Friday, February 16, 2007

Future revgal?

A revgal, for those who are not in the know (as I wasn't a week ago), is a woman who has a vocation in the ministry. From the blogs I've seen, these vocations can range from minister to Catholic sister.
Well, much as I hate to admit it, I'm discerning that very vocation, myself. Minister of some kind, that is. I like preachers, and have no objection to women in the ministry--I just never thought I'd be one of them. In fact, I proclaimed vehemently to my parents when my sister went to seminary that I. Was. --NOT-- called to the ministry. I was going to teach college English. And I may yet. I don't know.
I talked to my pastor about it, after having the Lord poke me several times with various things, including a posting for a scholarship specifically for women over 35 who are considering a second career. I don't know if that would exactly fit me, since I never got my first career off the ground--I've just been working at the same place for 14 years.
A week ago, I went to a conference on church growth, and in looking for some feedback on that conference, ran into a blog by a woman pastor in this area. I left a comment on her blog, she left a comment here, I e-mailed her, and she said I could join the revgal ring if I wanted to. Sometimes, the Lord's sense of humor is downright mean.
There are things that don't excite me about pastoral ministry. I don't know that I could sit with parishoners at the deathbed of a loved one. Hospitals depress me and make me nervous. I admire those souls who are hospital chaplains. They are true angels of mercy.

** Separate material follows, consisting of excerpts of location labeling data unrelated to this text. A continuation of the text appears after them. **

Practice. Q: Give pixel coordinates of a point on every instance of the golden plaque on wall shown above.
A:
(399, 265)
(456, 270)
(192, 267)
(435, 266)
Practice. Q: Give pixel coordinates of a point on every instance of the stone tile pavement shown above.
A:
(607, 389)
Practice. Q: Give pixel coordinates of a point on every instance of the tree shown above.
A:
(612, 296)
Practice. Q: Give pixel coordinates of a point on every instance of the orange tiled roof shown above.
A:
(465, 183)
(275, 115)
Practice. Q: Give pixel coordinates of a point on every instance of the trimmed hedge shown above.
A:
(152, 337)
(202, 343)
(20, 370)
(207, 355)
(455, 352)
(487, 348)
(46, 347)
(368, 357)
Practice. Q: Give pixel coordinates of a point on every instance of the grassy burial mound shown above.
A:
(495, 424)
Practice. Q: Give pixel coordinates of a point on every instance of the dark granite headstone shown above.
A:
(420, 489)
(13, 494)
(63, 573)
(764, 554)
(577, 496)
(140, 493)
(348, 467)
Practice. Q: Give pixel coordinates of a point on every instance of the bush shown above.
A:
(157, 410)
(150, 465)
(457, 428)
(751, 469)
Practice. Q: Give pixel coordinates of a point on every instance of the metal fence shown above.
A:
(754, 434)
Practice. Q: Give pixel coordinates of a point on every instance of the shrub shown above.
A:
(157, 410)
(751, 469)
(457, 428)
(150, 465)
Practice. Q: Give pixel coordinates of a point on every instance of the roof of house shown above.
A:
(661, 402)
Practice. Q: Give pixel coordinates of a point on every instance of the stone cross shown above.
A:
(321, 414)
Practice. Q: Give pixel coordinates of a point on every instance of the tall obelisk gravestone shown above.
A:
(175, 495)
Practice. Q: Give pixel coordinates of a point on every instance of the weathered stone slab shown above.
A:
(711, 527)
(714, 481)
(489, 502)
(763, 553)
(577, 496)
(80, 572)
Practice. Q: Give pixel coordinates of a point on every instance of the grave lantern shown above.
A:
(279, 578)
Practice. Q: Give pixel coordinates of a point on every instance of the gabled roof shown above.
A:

I feel like I'm too blunt and opinionated to be very diplomatic with some difficult people. It's generally acknowledged in my family that if you don't want to know what I think, don't ask me, because I will absolutely tell you. Perhaps not in the terms I would have told you 20 years ago, but clearly and with emphasis. My dear hubby is the same way.
There are other aspects of my personality I don't feel are very compatible with pastoral ministry. I just don't know exactly what else the Lord might have in mind for me. Sometimes, I do wish His habit was to send me a note in the mailbox! E-mail, maybe? IM? It would help.
On cold days like today, it would be nice to have an appointment to the Tahiti Conference. No luck there, either.
So, I pray, I discern, I go to work in the media jungle every day. Just a-waitin' on the Lord.